Archbishop Thabo Makgoba laid a small box containing Tutu’s remains to rest in the floor in front of the high altar at St George’s Cathedral. Tutu’s widow, children and other family members attended the 30-minute service.
Makgoba suggested that to honor the late Nobel laureate, Cape Town’s airport should be renamed Archbishop Desmond Mpilo Tutu International Airport.
He called on all South Africans to “turn a new page” and commit to “the radical, revolutionary change” that Tutu advocated.

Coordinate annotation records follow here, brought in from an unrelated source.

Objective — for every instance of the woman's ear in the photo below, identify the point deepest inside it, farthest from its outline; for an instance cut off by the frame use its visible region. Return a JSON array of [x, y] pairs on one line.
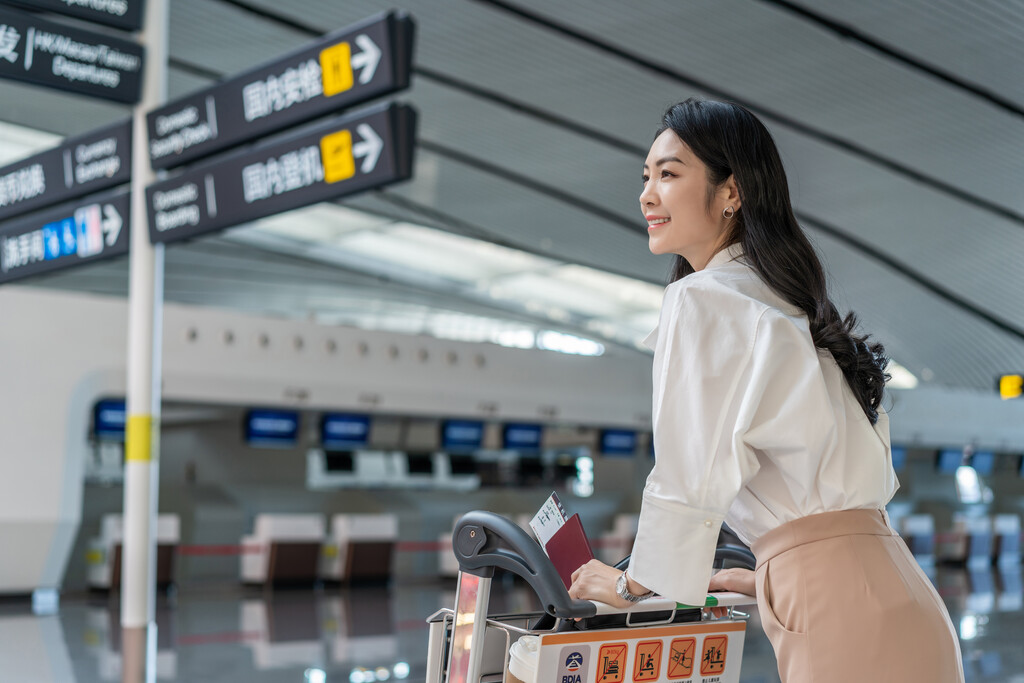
[[729, 193]]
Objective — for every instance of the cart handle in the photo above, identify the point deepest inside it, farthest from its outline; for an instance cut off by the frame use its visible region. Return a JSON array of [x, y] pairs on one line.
[[483, 541], [722, 553]]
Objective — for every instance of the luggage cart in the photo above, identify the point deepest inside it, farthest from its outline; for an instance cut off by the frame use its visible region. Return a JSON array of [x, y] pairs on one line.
[[581, 641]]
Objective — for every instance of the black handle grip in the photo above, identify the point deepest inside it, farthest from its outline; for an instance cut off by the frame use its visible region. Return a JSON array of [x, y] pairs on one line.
[[483, 541]]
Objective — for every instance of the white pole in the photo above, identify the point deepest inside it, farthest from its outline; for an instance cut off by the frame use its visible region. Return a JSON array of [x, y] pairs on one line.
[[145, 296]]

“Let us live as simply as he lived, exemplified by his pine coffin with rope handles,” Makgoba said in his homily. “Let those of us who have resources pull in our belts, that others can eat enough to fill their stomachs. Let us reorder our society to end inequality and create equal opportunities for all.”
The box with Tutu’s remains were placed under a memorial stone inscribed with the words: Desmond Mpilo Tutu, Oct. 1931 – Dec. 2021, Archbishop of Cape Town 1986 – 1996.
The morning service was underway as a fire swept through South Africa’s nearby Parliament building. A pall of smoke later hung over the cathedral and the surrounding area.
A requiem Mass was held in the cathedral for Tutu’s funeral on Saturday. Church officials said Tutu’s body was prepared for interment with water in a process called aquamation.
Tutu requested the method because it uses less energy and is more environmentally friendly, church officials told journalists.